T2I-Scorer: Quantitative Evaluation on Text-to-Image Generation Via Fine-Tuned Large Multi-Modal Models
Haoning Wu,Xiele Wu,Chunyi Li,Zicheng Zhang,Chaofeng Chen,Xiaohong Liu,Guangtao Zhai,Weisi Lin
DOI: https://doi.org/10.1145/3664647.3680939
2024-01-01
Abstract:Text-to-image (T2I) generation is a pivotal and core interest within the realm of AI content generation. Amid the swift advancements of both open-source (such as Stable Diffusion) and proprietary (for example, DALLE, MidJourney) T2I models, there is a notable absence of a comprehensive and robust quantitative framework for evaluating their output quality. Traditional methods of quality assessment overlook the textual prompts when judging images; meanwhile, the advent of large multi-modal models (LMMs) introduces the capability to incorporate text prompts in evaluations, yet the challenge of fine-tuning these models for precise T2I quality assessment remains unresolved. In our study, we introduce the T2I-Scorer, a novel two-stage training methodology aimed at fine-tuning LMMs for T2I evaluation. For the first stage, we collect 397K GPT-4V-labeled question-answer pairs related to T2I evaluation.

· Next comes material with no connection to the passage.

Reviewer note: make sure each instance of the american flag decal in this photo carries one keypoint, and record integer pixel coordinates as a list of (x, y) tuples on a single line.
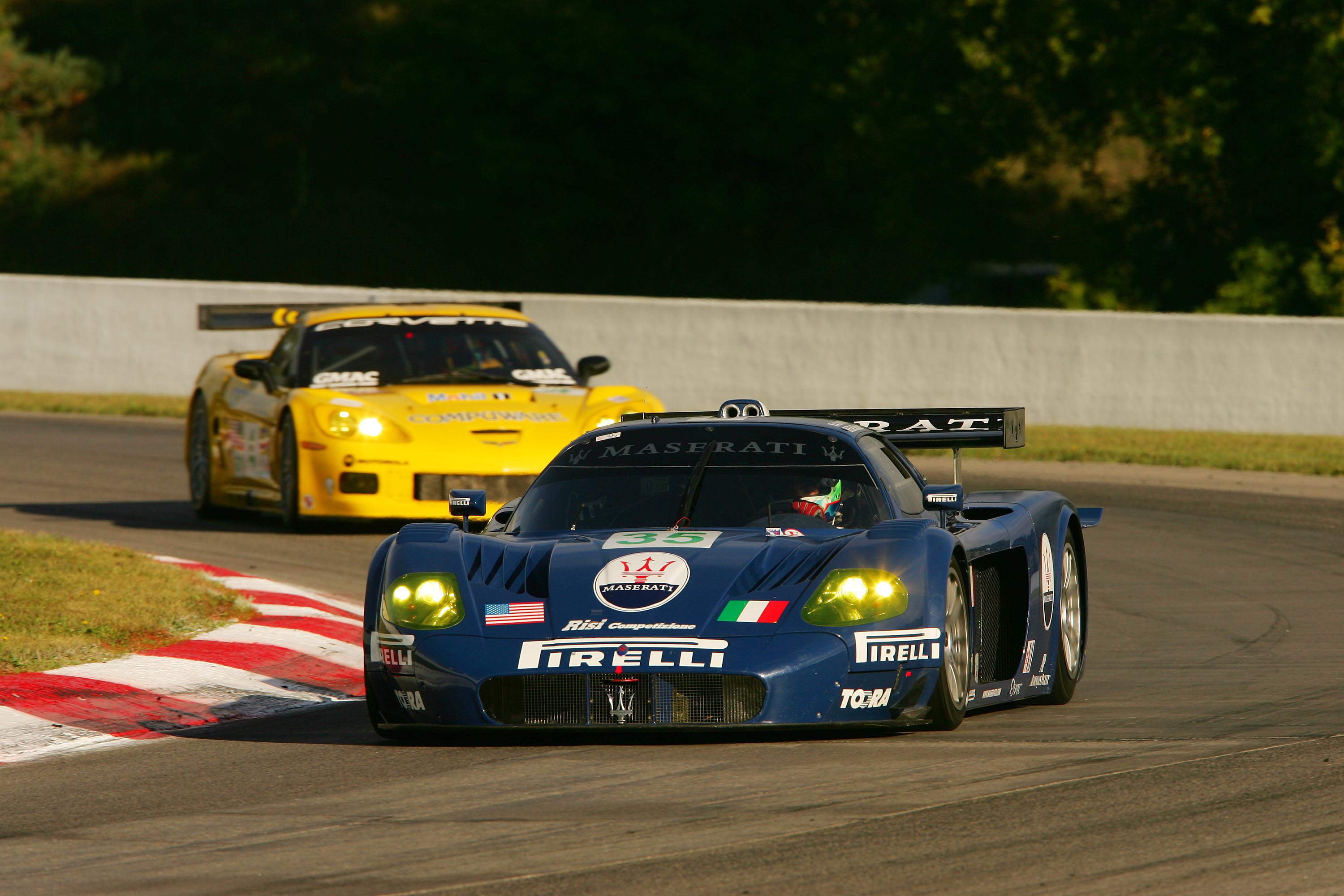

Termed as T2I-ITD, the pseudo-labeled dataset is analyzed and examined by human, and used for instruction tuning to improve the LMM's low-level quality perception. The first stage model, T2I-Scorer-IT, has reached superior accuracy on T2I evaluation than all kinds of existing T2I metrics under zero-shot settings. For the second stage, we define an explicit multi-task training scheme to further align the LMM with human opinion scores, and the fine-tuned T2I-Scorer can reach state-of-the-art accuracy on both image quality and image-text alignment perspectives with significant improvements. We anticipate the proposed metrics can serve as a reliable metric to gauge the ability of T2I generation models in the future. We will make code, data, and weights publicly available.